Présidentielle : les maires des petites villes interpellent les candidats

Élus

Les maires des petites villes ont demandé mercredi aux candidats à la présidentielle de « restaurer des relations de confiance entre l’État et les collectivités locales », tout en leur posant quatre questions sur l’évolution de leurs relations avec l’État.

« Il faut sortir d’un climat de méfiance et de défiance pour rétablir des relations de confiance entre l’État et les collectivités locales », a jugé le président de l’association des petites villes de France (APVF), Martin Malvy, en présentant un « Manifeste des petites villes » contenant 30 préconisations, qui sera adressé à tous les candidats.

« C’est une question essentielle pour sortir le pays de la crise économique », a-t-il poursuivi. « Les maires de petites villes feront très probablement en conscience des choix différents à l’élection présidentielle, mais je crois pouvoir résumer leur souhait unanime, celui que le futur président – quel qu’il soit – aime les collectivités locales, les territoires et les élus locaux », a dit l’ancien ministre socialiste.

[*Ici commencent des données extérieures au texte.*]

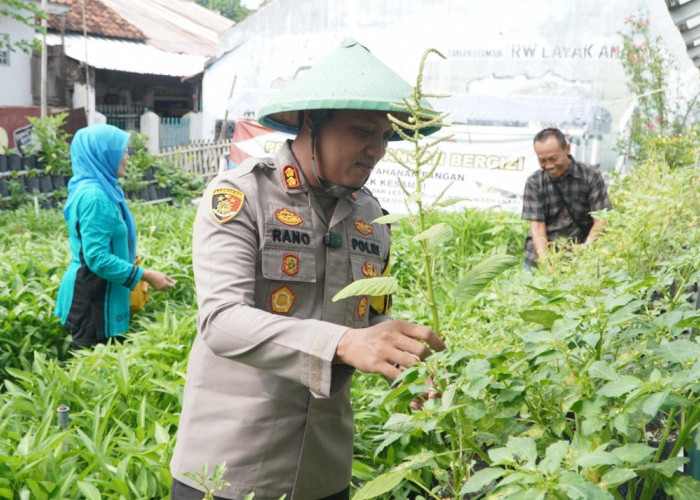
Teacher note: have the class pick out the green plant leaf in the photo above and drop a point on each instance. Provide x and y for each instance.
(380, 485)
(554, 455)
(653, 403)
(602, 369)
(388, 219)
(480, 479)
(596, 458)
(368, 286)
(634, 453)
(667, 468)
(481, 275)
(617, 476)
(620, 386)
(435, 235)
(89, 490)
(679, 351)
(400, 422)
(544, 317)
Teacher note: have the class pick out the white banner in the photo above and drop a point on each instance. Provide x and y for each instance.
(485, 167)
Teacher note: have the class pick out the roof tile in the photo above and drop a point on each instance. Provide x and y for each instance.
(99, 20)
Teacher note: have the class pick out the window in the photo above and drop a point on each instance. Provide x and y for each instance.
(4, 51)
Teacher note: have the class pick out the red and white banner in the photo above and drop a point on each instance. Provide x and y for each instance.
(485, 167)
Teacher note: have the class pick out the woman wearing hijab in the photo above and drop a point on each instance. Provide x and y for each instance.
(93, 299)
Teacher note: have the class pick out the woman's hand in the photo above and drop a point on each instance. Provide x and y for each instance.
(160, 281)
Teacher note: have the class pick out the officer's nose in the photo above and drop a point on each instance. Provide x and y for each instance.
(377, 148)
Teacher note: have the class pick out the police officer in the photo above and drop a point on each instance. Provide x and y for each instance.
(269, 374)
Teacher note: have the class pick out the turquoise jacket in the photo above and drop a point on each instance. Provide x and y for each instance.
(93, 299)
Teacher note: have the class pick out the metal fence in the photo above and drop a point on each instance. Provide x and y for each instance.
(174, 132)
(200, 157)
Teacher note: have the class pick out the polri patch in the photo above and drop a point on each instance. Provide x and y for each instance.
(290, 264)
(369, 270)
(362, 306)
(282, 300)
(362, 227)
(287, 217)
(226, 203)
(291, 176)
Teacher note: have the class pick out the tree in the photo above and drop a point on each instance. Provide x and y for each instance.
(27, 13)
(227, 8)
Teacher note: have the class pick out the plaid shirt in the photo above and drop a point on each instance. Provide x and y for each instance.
(584, 190)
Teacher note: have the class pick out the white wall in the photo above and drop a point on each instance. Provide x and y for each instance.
(498, 47)
(15, 79)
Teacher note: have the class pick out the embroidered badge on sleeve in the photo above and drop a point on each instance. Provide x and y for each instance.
(291, 176)
(226, 203)
(362, 227)
(369, 270)
(362, 306)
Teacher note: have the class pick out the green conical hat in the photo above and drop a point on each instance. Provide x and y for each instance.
(347, 78)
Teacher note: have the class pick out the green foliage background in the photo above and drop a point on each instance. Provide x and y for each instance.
(566, 365)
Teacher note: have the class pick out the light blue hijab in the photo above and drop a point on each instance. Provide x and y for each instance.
(96, 152)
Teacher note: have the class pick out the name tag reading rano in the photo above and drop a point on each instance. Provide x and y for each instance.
(226, 203)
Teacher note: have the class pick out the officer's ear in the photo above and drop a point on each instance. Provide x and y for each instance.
(308, 118)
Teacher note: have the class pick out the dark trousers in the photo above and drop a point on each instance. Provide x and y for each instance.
(180, 491)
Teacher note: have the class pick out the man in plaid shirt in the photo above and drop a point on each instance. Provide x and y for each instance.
(558, 198)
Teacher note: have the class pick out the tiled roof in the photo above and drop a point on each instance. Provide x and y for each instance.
(99, 20)
(127, 55)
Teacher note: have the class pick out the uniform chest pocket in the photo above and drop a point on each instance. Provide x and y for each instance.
(289, 264)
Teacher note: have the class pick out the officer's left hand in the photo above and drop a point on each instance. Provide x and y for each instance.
(387, 348)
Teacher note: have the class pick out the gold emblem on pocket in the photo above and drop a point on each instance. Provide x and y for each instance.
(226, 203)
(290, 264)
(282, 300)
(287, 217)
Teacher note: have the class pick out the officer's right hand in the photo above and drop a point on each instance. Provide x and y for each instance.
(387, 348)
(160, 281)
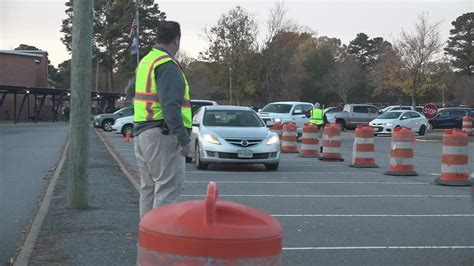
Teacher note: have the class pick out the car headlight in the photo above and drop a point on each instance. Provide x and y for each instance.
(211, 139)
(273, 140)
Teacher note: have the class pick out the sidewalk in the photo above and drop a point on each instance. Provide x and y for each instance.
(106, 233)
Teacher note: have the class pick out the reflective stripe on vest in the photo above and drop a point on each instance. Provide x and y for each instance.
(146, 102)
(317, 117)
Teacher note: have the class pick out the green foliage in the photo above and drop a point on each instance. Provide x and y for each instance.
(461, 43)
(112, 23)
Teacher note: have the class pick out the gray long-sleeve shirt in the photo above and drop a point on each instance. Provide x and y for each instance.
(170, 83)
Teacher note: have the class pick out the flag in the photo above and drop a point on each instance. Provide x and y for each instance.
(134, 35)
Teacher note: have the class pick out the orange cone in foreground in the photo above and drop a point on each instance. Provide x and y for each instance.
(401, 153)
(455, 159)
(363, 155)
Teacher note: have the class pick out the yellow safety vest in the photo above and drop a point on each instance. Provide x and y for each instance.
(317, 117)
(146, 103)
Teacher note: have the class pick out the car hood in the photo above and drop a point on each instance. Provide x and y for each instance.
(239, 132)
(378, 120)
(273, 115)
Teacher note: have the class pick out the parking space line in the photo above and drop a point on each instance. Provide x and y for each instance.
(377, 247)
(373, 215)
(337, 196)
(311, 182)
(273, 173)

L’APVF propose tout d’abord la création d’un Haut conseil des territoires, qui serait systématiquement saisi, pour avis, de tout projet de loi ou de décret intéressant les collectivités locales. Le président du Sénat Jean-Pierre Bel et le candidat socialiste François Hollande « reprennent peu ou prou cette proposition », a relevé M. Malvy. « Tant mieux », a-t-il dit. « Nous souhaitons bien évidemment que le plus grand nombre de candidats s’en saisissent. »

Sur le plan local, afin de favoriser la simplification de la répartition des compétences, les petites villes proposent une Conférence territoriale régionale, rassemblant les représentants de tous les niveaux de collectivités, pour arrêter un Schéma régional d’intervention publique, « décrivant qui fait quoi, où et avec le soutien de qui ».

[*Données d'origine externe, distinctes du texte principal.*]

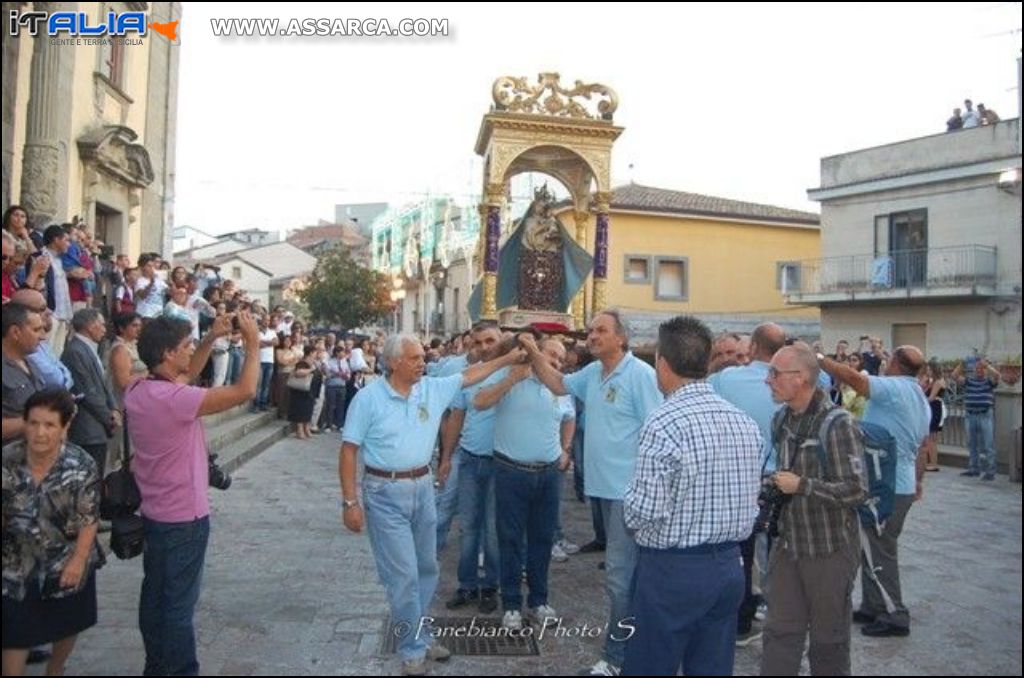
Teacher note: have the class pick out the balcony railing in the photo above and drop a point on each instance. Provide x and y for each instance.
(964, 270)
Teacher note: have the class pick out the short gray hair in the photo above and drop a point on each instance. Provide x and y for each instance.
(623, 328)
(394, 344)
(84, 318)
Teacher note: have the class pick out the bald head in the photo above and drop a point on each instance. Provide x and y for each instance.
(31, 299)
(767, 339)
(907, 362)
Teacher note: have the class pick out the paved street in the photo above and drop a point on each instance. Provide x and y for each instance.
(288, 591)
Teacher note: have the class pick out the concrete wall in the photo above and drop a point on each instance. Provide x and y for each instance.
(953, 329)
(939, 151)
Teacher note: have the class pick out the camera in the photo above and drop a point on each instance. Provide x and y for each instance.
(218, 477)
(771, 501)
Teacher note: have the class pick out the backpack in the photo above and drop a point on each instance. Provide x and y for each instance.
(878, 465)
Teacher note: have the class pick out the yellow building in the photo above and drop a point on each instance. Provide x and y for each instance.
(724, 260)
(89, 121)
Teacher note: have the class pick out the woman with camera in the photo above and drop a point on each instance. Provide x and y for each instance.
(50, 553)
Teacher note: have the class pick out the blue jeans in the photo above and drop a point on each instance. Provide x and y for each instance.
(620, 561)
(448, 501)
(526, 506)
(476, 521)
(335, 405)
(401, 522)
(173, 567)
(685, 602)
(979, 442)
(263, 389)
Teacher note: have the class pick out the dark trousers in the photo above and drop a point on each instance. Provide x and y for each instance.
(684, 610)
(526, 509)
(885, 554)
(173, 568)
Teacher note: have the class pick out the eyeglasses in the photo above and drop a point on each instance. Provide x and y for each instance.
(774, 374)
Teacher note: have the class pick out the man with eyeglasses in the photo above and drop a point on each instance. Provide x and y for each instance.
(814, 559)
(896, 403)
(51, 371)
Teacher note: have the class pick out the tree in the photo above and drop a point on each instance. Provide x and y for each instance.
(342, 292)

Concernant les finances locales, l’APVF propose une « clause de retour à meilleure fortune ». Selon celle-ci, les concours financiers de l’État évolueraient en fonction de l’inflation et de la croissance, dès que les objectifs de réduction du déficit seront atteints.

Enfin, les maires de petites villes insistent sur la nécessité de définir un socle de services publics accessible par tous en trente minutes et de remplacer la révision générale des politiques publiques par une optimisation générale des politiques publiques, « qui soit guidée par le souci d’affecter les moyens de l’État au soutien des territoires qui en ont besoin ».

Créée en 1990, l’APVF fédère des villes de 3 000 à 20 000 habitants. Elle compte quelque 1 200 adhérents.